C’est alors qu’elle faillit le quitter.

— Attends.

Elle attendit.

— Je t’ai apporté le virocide et la recolada.

— Ela triomphe, dit-elle. La tâche était au-delà de mes forces, tu sais. Je ne vous ai rien coûté en abandonnant mes recherches. Mon heure était passée, Ela m’avait surpassée, et de loin.

Novinha prit le sucre, le laissa fondre un instant, l’avala.

Puis elle éleva le flacon à la clarté des dernières lueurs du soir.

— Avec ce ciel rouge, on dirait que ça brûle dedans.

Elle but le contenu – le sirota, en fait, pour que le goût subsiste. Même si, comme Ender le savait, la solution était amère, et que le goût désagréable en restait longtemps dans la bouche.

— Je peux venir te voir ?

— Une fois par mois, dit-elle.

À la rapidité de sa réponse, il comprit qu’elle avait déjà envisagé la question et pris une décision sur laquelle elle n’avait aucune intention de revenir.

— Alors je viendrai te voir une fois par mois.

— Jusqu’au jour où tu seras prêt à me rejoindre, dit-elle.

— Jusqu’au jour où tu seras prête à me revenir, répondit-il.

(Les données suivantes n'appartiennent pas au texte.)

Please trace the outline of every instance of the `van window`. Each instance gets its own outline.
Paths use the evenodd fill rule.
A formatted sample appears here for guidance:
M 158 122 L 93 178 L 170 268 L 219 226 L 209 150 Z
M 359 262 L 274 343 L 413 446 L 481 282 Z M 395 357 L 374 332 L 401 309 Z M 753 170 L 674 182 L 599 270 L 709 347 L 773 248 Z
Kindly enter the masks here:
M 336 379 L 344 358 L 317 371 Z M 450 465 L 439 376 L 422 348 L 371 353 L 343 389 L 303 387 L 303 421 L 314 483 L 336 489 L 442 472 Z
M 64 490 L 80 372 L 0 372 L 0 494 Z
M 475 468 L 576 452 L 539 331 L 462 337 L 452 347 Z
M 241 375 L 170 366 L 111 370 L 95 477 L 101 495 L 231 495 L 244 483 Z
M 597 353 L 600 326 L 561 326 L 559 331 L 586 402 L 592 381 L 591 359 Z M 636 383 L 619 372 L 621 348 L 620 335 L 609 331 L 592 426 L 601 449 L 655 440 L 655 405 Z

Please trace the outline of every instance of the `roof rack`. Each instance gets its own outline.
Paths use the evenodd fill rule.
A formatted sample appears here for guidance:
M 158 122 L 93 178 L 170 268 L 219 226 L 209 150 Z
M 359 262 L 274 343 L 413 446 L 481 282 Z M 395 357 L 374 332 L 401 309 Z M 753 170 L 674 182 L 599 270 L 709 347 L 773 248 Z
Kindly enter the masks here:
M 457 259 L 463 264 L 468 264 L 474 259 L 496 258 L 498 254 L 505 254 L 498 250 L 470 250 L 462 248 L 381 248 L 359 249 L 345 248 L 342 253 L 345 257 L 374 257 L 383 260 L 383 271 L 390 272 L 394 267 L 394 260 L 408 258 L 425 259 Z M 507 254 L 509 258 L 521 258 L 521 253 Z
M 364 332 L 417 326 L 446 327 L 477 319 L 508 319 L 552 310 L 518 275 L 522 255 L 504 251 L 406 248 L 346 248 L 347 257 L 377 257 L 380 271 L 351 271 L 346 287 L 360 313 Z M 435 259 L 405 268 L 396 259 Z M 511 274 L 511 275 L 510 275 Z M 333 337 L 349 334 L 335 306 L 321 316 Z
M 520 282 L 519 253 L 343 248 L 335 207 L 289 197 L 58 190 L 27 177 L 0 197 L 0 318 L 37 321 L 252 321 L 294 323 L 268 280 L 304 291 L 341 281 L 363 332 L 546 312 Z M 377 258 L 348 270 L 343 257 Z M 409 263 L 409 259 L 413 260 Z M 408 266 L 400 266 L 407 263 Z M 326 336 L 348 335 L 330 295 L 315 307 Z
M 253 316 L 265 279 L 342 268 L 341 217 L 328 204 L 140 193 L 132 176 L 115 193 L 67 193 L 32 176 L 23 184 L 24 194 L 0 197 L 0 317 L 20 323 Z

Mais il savait qu’il ne la fléchirait jamais. Novinha n’était pas une personne qui changeait facilement d’avis. Elle avait assigné des limites à son avenir et il aurait dû lui en vouloir furieusement. Il aurait dû dire tout haut qu’il pourrait retrouver sa liberté en quittant une femme qui se refusait à lui. Mais il ne voyait pas pourquoi aurait besoin de liberté. Il se rendait compte qu’à présent tout lui échappait. Aucun aspect de l’avenir ne dépend de moi. Mon œuvre, telle qu’elle est, est terminée, et maintenant ma seule influence sur l’avenir est ce que feront mes enfants – ou ce qui m’en tient lieu, le monstre Peter et Val, l’enfant incroyablement parfaite.